Hardware Information: https://docs.cloudlab.us/hardware.html - CloudLab Clemson,
nvidiaghExperiment Profile Link: https://www.cloudlab.us/p/gpu-coherence/grace-hopper
Instantiate a new experiment, using the profile listed above on one of the nvidiagh nodes available through CloudLab's Clemson Datacenter.
Follow these steps to initialize your CUDA Environment.
sudo DEBIAN_FRONTEND=noninteractive apt purge linux-image-$(uname -r) linux-headers-$(uname -r) linux-modules-$(uname -r) -y
sudo apt update
sudo apt install linux-nvidia-64k-hwe-22.04 -y
sudo reboot now
sudo apt install linux-headers-$(uname -r)

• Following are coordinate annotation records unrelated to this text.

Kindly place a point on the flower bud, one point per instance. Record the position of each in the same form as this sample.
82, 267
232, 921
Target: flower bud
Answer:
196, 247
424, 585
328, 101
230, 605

wget https://developer.download.nvidia.com/compute/cuda/repos/ubuntu2204/sbsa/cuda-keyring_1.1-1_all.deb
sudo dpkg -i cuda-keyring*.deb
sudo apt update
sudo apt install cuda-toolkit-12-4 -y
sudo apt install nvidia-kernel-open-550 cuda-drivers-550 -y
sudo mkdir /lib/systemd/system/nvidia-persistenced.service.d
sudo dd status=none of=/lib/systemd/system/nvidia-persistenced.service.d/override.conf << EOF
[Service]
ExecStart=/usr/bin/nvidia-persistenced --persistence-mode --verbose
[Install]
WantedBy=multi-user.target
EOF
sudo su
echo "kernel.numa_balancing = 0" >> /etc/sysctl.conf
sudo reboot now
sudo apt install numactl nvidia-cuda-toolkit build-essential -y
git clone https://github.com/icsa-caps/ismm26-artifacts.git
git submodule update --init --recursive
The grace-litmus directory hosts the herdtools7 suite, out of which we require diyone7 and litmus7. Follow their included build instructions (README.md, INSTALL.md), and then do the following to run the specific Message-Passing Litmus Test
diyone7 -arch AArch64 -name MP-rlx-rlx PodWW Rfe PodRR Fre
diyone7 -arch AArch64 -name MP-rlx-rel PodWW L Rfe PodRR Fre
diyone7 -arch AArch64 -name MP-rlx-rlx-acqrcsc PodWW Rfe A PodRR Fre
diyone7 -arch AArch64 -name MP-rlx-rlx-acqrcpc PodWW Rfe Q PodRR Fre
diyone7 -arch AArch64 -name MP-rlx-rel-acqrcsc PodWW L Rfe A PodRR Fre
diyone7 -arch AArch64 -name MP-rlx-rel-acqrcpc PodWW L Rfe Q PodRR Fre
mkdir -p mp-gen
cat <<'EOF' | diyone7 -arch AArch64 -o mp-gen
MP-rlx-fence-rlx: DMB.SYdWW Rfe PodRR Fre
MP-rlx-fence-rlx-fence: DMB.SYdWW Rfe DMB.SYdRR Fre
MP-rlx-rlx-rlx-fence: PodWW Rfe DMB.SYdRR Fre
EOF
For each generated .litmus file, make 3 copies and set:
Uncached:
Prefetch=0:x=F,0:y=F,1:x=F,1:y=F
Cached:
Prefetch=0:x=T,0:y=T,1:x=T,1:y=T
Modified:
Prefetch=0:x=W,0:y=W,1:x=W,1:y=W
litmus7 -set-libdir "$PWD/litmus/libdir" -o out/MP-rlx-rel-acqrcpc-uncached mp-tests/MP-rlx-rel-acqrcpc-uncached.litmus
make -C out/MP-rlx-rel-acqrcpc-uncached -j"$(nproc)"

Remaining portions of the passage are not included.